Les multinationales développent leurs activités hors des limites de l'Etat où est implanté leur siège, mais dans cet Etat, elles sont soumises à ses lois. Il y a donc une double nécessité à laquelle répondre si on entent encadrer, si peu que ce soit, leur activité : celle d'un cadre national et celle d'un cadre aussi multinational qu'elles. Ce cadre international ce sont, formellement, les Etats qui le négocient entre eux. Nous disons ici "formellement", parce qu'on sait bien que les multinationales sont totalement impliquées dans ces négociations, et qu'elles y ont le pouvoir de peser sur les Etats, même les plus puissants : leurs chiffres d'affaires, leurs bénéfices, leurs profits dépassent de loin les ressources, et le nombre d'emplois dépendant d'elles le nombre d'habitants, de la plupart  des Etats. Pourtant, l'Union Européenne et nombre de ses Etats membres ont légiféré pour rendre les multinationales responsables de leurs actes. L'UE et ses Etats, pas la Suisse.

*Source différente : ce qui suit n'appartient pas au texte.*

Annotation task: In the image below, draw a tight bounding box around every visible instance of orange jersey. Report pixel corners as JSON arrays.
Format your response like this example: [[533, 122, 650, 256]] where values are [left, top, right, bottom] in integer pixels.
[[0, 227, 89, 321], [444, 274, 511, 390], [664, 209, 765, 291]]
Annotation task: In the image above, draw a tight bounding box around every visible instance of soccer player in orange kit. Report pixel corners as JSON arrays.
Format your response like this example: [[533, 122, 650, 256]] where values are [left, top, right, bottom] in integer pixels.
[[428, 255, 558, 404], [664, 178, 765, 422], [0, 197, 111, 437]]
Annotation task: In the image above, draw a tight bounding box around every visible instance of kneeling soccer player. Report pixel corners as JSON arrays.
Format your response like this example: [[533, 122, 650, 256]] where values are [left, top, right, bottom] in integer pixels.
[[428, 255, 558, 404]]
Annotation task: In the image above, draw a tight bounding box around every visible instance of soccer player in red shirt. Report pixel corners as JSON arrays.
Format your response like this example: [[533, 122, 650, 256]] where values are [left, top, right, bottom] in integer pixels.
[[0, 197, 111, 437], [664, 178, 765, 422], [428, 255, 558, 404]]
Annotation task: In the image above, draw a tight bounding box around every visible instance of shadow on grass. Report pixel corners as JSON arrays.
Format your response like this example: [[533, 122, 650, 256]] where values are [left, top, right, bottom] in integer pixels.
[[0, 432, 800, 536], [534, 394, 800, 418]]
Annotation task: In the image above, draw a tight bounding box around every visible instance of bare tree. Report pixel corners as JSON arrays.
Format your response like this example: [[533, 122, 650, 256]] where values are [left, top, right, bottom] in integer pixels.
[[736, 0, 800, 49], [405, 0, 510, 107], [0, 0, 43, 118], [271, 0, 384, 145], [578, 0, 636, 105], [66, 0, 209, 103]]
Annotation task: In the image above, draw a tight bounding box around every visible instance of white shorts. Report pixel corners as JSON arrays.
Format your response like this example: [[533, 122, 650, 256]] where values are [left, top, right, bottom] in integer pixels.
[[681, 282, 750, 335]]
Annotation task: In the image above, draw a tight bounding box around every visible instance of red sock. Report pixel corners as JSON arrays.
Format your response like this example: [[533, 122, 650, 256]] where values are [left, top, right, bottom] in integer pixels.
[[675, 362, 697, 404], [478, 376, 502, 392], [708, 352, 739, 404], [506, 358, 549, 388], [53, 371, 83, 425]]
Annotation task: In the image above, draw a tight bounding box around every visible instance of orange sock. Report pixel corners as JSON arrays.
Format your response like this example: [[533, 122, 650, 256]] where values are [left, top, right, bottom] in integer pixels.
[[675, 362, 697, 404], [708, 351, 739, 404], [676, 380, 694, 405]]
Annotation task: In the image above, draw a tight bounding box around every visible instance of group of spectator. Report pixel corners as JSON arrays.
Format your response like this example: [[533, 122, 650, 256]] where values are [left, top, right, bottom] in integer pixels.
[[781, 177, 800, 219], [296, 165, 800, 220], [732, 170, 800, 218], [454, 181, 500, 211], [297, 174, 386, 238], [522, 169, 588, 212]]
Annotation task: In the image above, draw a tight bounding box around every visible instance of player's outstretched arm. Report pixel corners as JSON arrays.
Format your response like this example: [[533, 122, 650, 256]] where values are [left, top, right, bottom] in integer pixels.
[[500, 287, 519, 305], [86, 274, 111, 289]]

Mais si le législateur suisse ne veut pas faire son travail, il faut bien que le constituant suisse le fasse à sa place. C'est du populisme ? Oui, mais au sens strict, pas dans sa caricature tribale. Ce constituant qui fait le travail du législateur, c'est le peuple. D'où l'initiative qui vient d'aboutir.
"Rendre responsable", décidément, c'est bien le mot qui convient, quand ce sera au peuple de rendre l'Etat et les multinationales responsables de leurs actes.